You’ve been watching the lock. You’ve done the frequency analysis. You know positions 1 and 4 are almost certainly 4 and 7. Position 2 looks solid: digit 4 wins 67.5% of resamples with a gap ratio of 4.9x. Position 3 is your weakest link: digit 4 wins 62% with a gap of just 2.3x.
A naive thief just tries 4-4-4-7 and either gets lucky or doesn’t. But a smarter thief reasons differently: lock in the two high-confidence digits (positions 1 and 4) and brute-force the remaining two. Positions 2 and 3 each have 10 possible digits. That’s 10 × 10 = 100 combinations to try.
Your 10,000-combination lock just became a 100-combination lock.
And an even smarter thief (we’re really levelling up here) doesn’t try them randomly. They rank the 100 codes by likelihood and work down the list, most promising first. Attempt #1: 4-4-4-7, the all-modes guess. Attempt #2: swap in position 3’s runner-up: 4-4-1-7. And so on. Each attempt takes maybe 3 to 5 seconds on a rotary lock. If the true code happens to be near the top of the ranked list, you’re done in under a minute. Even in the worst case, 100 attempts is 5 to 8 minutes.
The Search Space
Here’s what the thief’s ranked list looks like.
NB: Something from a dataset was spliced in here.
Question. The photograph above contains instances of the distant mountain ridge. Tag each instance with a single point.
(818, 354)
To see why this works, let’s look at the full space of 10,000 possible codes, ranked by how likely they are under our frequency model8. The green bars are codes inside the attack zone (everything matching 4-?-?-7), the gray bars are everything else. You’ll notice that some gray codes rank higher than many green ones, and that’s because a code like 4-4-4-0 can still score well if its individual digits are all frequent, even though it falls outside the attack zone.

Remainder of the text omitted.